Pagès F, Polycarpe D, Dehecq JS, Picardeau M, Caillère N, Jaffar-Bandjee MC, Michault A, Filleul L - Int J Environ Res Public Health (2014)

Bottom Line: This situation is in part due to the improvement of the system in the first years but also to a real increase in the number of detected cases due to the introduction of molecular methods and to increased biological investigation into the Dengue-like syndrome by medical practitioners on the island since the Chikungunya crisis in 2006.This increase is probably due to surveillance and diagnosis biases but need to be carefully monitored.Nevertheless, the possibility of an outbreak is always present due to climatic events, such as after the "hyacinth" hurricane in 1980.

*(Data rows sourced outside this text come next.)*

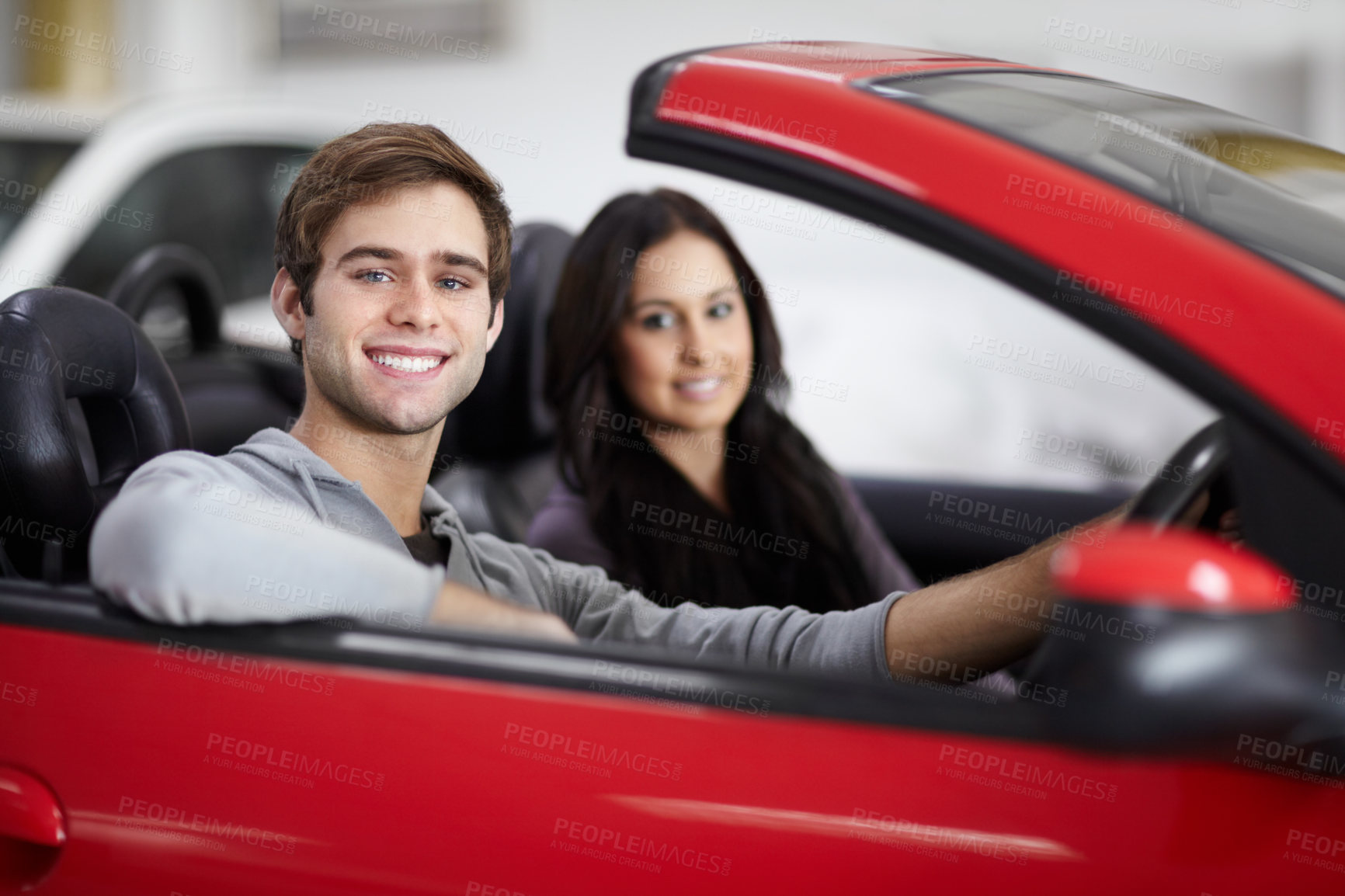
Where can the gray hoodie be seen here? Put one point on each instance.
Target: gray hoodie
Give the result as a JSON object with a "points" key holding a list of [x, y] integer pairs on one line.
{"points": [[270, 532]]}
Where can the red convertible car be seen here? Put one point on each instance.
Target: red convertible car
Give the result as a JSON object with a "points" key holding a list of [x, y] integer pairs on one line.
{"points": [[1180, 730]]}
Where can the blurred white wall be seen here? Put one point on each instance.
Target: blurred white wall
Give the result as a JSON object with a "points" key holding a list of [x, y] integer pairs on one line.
{"points": [[545, 110]]}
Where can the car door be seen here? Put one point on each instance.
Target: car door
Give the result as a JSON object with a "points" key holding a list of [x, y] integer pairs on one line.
{"points": [[316, 759], [444, 762]]}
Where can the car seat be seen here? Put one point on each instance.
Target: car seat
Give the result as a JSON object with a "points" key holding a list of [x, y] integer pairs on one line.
{"points": [[229, 392], [71, 362], [498, 446]]}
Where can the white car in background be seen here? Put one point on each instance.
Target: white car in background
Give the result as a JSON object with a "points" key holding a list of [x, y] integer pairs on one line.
{"points": [[82, 196]]}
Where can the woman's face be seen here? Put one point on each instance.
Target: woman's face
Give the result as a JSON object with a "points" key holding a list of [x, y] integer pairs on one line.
{"points": [[683, 347]]}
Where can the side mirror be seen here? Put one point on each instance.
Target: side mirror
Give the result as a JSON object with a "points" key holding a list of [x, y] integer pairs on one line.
{"points": [[1176, 642]]}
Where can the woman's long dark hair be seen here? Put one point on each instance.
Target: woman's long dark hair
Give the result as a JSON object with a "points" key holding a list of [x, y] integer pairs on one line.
{"points": [[777, 488]]}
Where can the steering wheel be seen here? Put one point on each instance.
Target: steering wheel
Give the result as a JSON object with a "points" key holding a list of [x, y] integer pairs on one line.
{"points": [[190, 272], [1197, 466]]}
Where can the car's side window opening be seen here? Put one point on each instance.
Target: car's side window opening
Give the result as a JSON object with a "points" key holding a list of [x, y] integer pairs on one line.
{"points": [[912, 365], [221, 201]]}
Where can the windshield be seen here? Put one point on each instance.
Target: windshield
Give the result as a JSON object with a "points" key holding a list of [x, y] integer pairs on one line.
{"points": [[1264, 187], [26, 168]]}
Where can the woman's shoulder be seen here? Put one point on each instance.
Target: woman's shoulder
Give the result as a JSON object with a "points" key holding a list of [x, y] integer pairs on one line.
{"points": [[561, 528]]}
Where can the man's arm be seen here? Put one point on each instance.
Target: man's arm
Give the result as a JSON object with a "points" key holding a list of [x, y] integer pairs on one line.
{"points": [[190, 541], [985, 619]]}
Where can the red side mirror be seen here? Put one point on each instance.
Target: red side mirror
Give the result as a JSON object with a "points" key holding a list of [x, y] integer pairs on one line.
{"points": [[1177, 569]]}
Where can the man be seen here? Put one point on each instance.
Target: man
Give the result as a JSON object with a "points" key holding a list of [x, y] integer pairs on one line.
{"points": [[393, 256]]}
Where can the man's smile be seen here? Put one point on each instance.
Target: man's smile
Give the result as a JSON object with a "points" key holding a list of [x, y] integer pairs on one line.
{"points": [[406, 362]]}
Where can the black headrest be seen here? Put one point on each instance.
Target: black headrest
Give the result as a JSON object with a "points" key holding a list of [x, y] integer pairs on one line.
{"points": [[190, 273], [58, 345], [505, 418]]}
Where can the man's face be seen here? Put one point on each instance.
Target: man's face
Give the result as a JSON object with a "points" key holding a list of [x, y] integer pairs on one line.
{"points": [[401, 307]]}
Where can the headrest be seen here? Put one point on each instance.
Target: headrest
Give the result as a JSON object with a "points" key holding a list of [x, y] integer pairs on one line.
{"points": [[505, 418], [57, 345]]}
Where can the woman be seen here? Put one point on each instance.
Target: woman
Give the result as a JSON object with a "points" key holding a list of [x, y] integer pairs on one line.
{"points": [[681, 474]]}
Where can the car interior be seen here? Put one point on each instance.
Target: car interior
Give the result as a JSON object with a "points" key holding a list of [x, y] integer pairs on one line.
{"points": [[495, 463]]}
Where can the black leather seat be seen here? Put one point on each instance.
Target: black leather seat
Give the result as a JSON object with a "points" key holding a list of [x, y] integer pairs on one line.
{"points": [[501, 439], [60, 345], [231, 392]]}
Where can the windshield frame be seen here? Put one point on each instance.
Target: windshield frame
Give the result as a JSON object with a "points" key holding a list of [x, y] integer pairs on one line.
{"points": [[1330, 282]]}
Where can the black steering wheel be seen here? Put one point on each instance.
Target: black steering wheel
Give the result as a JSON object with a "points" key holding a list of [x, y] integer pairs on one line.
{"points": [[1197, 466], [180, 266]]}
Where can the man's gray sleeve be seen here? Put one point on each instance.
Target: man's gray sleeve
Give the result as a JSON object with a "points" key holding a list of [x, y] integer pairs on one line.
{"points": [[846, 644], [190, 540]]}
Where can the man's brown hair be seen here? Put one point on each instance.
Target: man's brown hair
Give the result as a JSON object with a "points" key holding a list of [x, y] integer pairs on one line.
{"points": [[366, 165]]}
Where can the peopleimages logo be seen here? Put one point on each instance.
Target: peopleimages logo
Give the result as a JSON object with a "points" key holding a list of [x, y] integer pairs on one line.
{"points": [[1122, 42], [592, 751], [292, 762]]}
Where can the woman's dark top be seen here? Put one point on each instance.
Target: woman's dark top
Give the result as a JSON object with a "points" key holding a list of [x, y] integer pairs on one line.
{"points": [[561, 528]]}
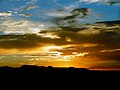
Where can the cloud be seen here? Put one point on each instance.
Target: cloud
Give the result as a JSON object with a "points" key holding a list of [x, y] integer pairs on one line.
{"points": [[5, 14], [20, 26], [101, 1]]}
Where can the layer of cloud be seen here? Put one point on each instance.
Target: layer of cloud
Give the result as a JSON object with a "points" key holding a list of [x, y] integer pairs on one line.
{"points": [[101, 1]]}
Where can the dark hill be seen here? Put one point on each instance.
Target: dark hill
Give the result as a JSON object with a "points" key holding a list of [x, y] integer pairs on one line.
{"points": [[41, 73]]}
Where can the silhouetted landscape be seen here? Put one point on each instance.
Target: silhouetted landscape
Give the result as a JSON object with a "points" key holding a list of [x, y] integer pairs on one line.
{"points": [[41, 73]]}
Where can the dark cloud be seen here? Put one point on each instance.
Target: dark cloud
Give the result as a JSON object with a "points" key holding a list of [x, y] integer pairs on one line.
{"points": [[74, 16]]}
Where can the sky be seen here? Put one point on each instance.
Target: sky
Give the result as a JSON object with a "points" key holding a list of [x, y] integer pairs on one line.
{"points": [[60, 33]]}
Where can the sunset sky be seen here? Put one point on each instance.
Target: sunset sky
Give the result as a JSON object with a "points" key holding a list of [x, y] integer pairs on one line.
{"points": [[60, 33]]}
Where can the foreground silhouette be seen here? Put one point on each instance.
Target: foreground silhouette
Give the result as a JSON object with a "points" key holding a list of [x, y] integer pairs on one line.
{"points": [[41, 73]]}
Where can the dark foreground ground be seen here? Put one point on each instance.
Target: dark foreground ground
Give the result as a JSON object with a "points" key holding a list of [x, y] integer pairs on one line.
{"points": [[40, 74]]}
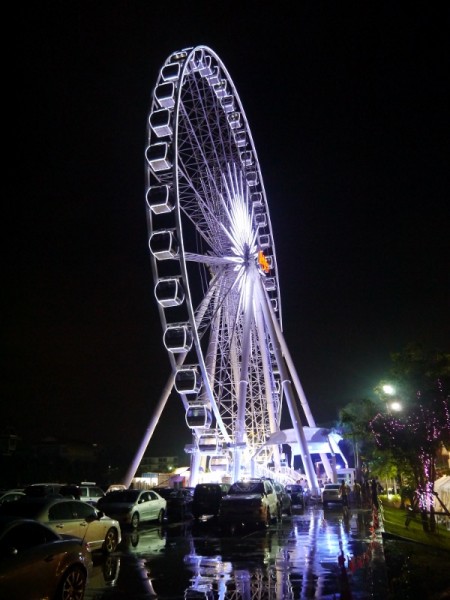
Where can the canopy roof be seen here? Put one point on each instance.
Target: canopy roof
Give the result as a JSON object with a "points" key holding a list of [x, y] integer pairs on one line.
{"points": [[319, 440]]}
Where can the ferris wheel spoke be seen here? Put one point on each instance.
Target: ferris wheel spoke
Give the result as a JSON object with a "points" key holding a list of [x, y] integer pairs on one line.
{"points": [[212, 251]]}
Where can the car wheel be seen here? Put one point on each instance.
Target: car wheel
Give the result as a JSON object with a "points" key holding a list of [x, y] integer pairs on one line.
{"points": [[111, 541], [135, 520], [72, 585]]}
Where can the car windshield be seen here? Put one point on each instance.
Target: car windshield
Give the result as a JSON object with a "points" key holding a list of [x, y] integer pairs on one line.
{"points": [[121, 496], [29, 510], [294, 488], [165, 492], [247, 487]]}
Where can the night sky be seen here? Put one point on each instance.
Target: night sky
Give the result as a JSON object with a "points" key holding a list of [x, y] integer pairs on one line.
{"points": [[349, 109]]}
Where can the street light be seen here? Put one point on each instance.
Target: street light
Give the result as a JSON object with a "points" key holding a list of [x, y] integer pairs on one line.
{"points": [[395, 405]]}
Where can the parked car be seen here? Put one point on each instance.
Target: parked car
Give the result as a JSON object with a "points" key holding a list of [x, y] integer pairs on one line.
{"points": [[331, 494], [130, 507], [114, 487], [207, 497], [43, 489], [179, 501], [10, 495], [250, 501], [37, 562], [73, 517], [284, 499], [90, 492], [297, 494]]}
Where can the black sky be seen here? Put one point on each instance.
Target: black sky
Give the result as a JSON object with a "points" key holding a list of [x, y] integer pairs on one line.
{"points": [[349, 109]]}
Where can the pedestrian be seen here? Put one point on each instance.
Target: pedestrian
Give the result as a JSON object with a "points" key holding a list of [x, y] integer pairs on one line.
{"points": [[374, 493], [344, 492], [357, 494]]}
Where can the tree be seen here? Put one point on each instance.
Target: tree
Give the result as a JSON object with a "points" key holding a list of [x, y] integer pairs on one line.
{"points": [[417, 434], [353, 424]]}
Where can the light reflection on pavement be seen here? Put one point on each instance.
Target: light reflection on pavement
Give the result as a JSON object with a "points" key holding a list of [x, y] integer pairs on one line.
{"points": [[316, 554]]}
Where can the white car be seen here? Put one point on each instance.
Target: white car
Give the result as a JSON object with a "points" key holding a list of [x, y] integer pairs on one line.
{"points": [[331, 494], [130, 507], [73, 517]]}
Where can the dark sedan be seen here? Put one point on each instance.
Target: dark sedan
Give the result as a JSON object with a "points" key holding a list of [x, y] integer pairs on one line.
{"points": [[37, 562]]}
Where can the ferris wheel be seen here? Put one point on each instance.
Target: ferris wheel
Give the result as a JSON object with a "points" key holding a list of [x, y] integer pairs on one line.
{"points": [[214, 268]]}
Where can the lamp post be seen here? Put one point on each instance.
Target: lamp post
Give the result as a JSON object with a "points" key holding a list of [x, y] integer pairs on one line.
{"points": [[394, 405]]}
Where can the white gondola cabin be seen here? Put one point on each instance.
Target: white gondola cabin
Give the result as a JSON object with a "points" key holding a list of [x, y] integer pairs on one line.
{"points": [[164, 245], [169, 292], [198, 416], [160, 199], [178, 338], [188, 380]]}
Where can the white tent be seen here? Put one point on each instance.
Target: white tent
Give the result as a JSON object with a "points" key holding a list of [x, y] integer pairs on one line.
{"points": [[318, 439], [442, 488]]}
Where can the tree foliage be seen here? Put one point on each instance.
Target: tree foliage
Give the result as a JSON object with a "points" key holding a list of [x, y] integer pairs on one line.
{"points": [[415, 435]]}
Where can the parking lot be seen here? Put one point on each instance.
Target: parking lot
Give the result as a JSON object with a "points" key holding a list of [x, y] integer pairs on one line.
{"points": [[311, 554]]}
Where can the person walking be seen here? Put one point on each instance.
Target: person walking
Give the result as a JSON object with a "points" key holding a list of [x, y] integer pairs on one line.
{"points": [[374, 493], [344, 492], [357, 494]]}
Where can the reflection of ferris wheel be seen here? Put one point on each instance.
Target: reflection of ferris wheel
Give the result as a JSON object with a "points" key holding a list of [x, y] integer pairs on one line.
{"points": [[214, 267]]}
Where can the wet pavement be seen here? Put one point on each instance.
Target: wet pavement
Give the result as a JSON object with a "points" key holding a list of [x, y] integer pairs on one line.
{"points": [[313, 554]]}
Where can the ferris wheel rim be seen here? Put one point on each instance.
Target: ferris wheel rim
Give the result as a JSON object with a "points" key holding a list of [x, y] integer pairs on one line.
{"points": [[186, 58]]}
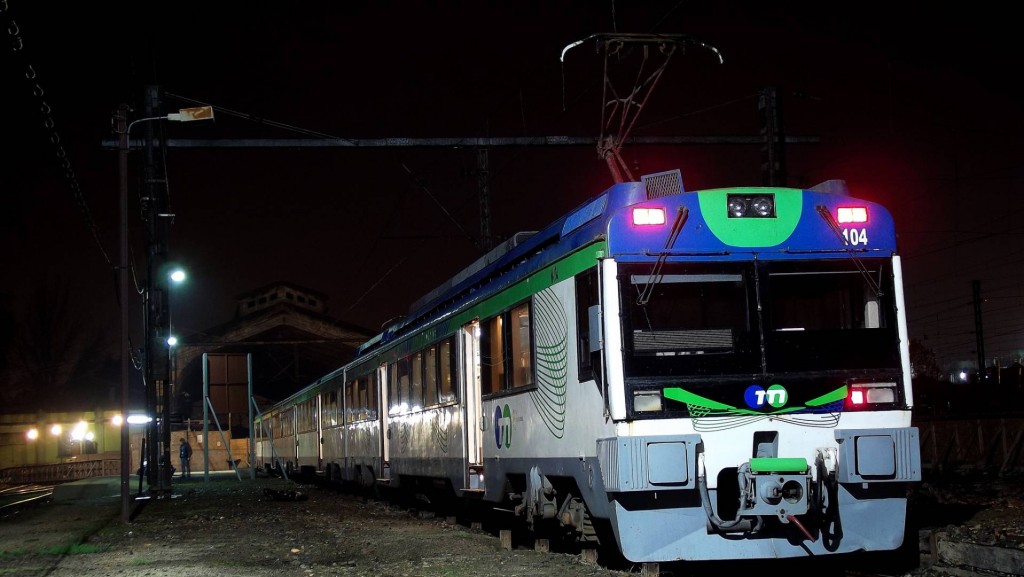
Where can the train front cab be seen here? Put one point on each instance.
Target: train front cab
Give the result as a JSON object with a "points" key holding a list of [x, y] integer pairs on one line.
{"points": [[762, 426]]}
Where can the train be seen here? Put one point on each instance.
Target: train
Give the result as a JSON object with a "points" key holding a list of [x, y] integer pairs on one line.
{"points": [[677, 375]]}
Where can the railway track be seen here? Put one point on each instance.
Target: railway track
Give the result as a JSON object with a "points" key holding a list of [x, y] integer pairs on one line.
{"points": [[13, 497]]}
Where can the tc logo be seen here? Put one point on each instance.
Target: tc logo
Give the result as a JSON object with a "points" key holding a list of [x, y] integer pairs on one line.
{"points": [[503, 426], [757, 397]]}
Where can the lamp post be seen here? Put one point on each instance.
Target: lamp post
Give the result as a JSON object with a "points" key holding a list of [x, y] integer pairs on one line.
{"points": [[123, 128]]}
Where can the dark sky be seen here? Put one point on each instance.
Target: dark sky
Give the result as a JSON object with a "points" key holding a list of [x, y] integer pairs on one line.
{"points": [[912, 107]]}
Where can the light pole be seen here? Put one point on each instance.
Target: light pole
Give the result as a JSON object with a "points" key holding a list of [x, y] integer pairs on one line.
{"points": [[123, 128]]}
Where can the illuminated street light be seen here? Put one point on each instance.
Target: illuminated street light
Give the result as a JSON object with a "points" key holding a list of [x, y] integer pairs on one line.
{"points": [[123, 129]]}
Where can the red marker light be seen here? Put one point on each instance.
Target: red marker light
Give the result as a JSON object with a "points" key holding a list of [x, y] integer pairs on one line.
{"points": [[857, 397], [645, 216], [852, 214]]}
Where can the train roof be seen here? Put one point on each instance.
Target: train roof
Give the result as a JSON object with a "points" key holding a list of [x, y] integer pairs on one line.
{"points": [[580, 227]]}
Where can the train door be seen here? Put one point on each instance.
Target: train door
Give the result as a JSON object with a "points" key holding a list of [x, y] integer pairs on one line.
{"points": [[470, 363], [384, 402]]}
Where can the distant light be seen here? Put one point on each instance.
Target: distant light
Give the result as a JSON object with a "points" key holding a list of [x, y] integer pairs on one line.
{"points": [[643, 216], [80, 431], [851, 214]]}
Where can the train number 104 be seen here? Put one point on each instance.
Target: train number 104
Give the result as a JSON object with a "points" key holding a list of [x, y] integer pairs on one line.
{"points": [[855, 237]]}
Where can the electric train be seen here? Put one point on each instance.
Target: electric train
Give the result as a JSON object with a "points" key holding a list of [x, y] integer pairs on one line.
{"points": [[716, 374]]}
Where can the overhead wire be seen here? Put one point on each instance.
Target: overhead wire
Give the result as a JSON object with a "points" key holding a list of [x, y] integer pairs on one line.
{"points": [[17, 45]]}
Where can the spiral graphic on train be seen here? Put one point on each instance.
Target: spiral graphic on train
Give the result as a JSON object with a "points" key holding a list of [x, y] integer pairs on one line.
{"points": [[552, 361]]}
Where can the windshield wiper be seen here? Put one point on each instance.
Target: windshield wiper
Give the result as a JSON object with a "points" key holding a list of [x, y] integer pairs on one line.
{"points": [[655, 272], [838, 231]]}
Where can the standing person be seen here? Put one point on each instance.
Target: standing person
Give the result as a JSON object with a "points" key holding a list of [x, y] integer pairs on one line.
{"points": [[184, 452]]}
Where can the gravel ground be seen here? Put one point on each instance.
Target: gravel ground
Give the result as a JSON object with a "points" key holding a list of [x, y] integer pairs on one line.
{"points": [[271, 527]]}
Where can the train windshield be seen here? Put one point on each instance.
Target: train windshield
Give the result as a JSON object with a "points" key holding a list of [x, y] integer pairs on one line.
{"points": [[769, 317]]}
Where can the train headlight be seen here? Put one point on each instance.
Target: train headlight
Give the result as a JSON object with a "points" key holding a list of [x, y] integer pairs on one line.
{"points": [[751, 206], [863, 396], [737, 208]]}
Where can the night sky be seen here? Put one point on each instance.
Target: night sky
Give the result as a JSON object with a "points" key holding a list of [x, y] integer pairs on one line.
{"points": [[913, 108]]}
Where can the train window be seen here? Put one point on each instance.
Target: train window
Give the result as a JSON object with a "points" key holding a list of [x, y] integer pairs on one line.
{"points": [[416, 381], [350, 402], [371, 396], [520, 341], [587, 296], [394, 402], [506, 351], [830, 314], [401, 367], [492, 356], [446, 361], [430, 376]]}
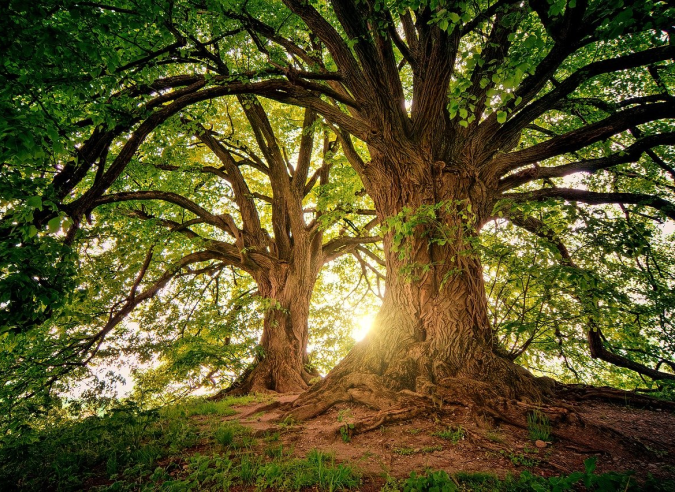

View Article: PubMed Central - PubMed

Affiliation: Regional Office (Cire) of the French Institute for Public Health Surveillance (Institut de veille sanitaire), Réunion 97400, France. frederic.pages@ars.sante.fr.

ABSTRACT
Since 1953, leptospirosis has been recognized as a public health problem on Reunion Island. In 2004, was implemented a specific surveillance system that included systematic reporting and the realization of environmental investigations around hospitalized cases. Here, we present the synthesis of historical data and the assessment of 9 years of leptospirosis surveillance. From 2004 to 2012, 414 hospitalized cases were reported. Cases of leptospirosis occurred mostly during the rainy season from December to May. Approximately 41% of infections occurred at home, 12% of infections occurred during aquatic leisure and 5% of cases were linked to professional activities. Furthermore, for 41% of cases, the place of infection could not be determined due to the accumulation of residential and non-residential exposure. Most of the cases of leptospirosis were linked to rural areas or traditional, rural occupations. We did not observe a shift to recreational leptospirosis as described in some developed countries. According to the new surveillance system, the number of reported cases has regularly increased since 2004. This situation is in part due to the improvement of the system in the first years but also to a real increase in the number of detected cases due to the introduction of molecular methods and to increased biological investigation into the Dengue-like syndrome by medical practitioners on the island since the Chikungunya crisis in 2006. This increase is probably due to surveillance and diagnosis biases but need to be carefully monitored. Nevertheless, the possibility of an outbreak is always present due to climatic events, such as after the "hyacinth" hurricane in 1980.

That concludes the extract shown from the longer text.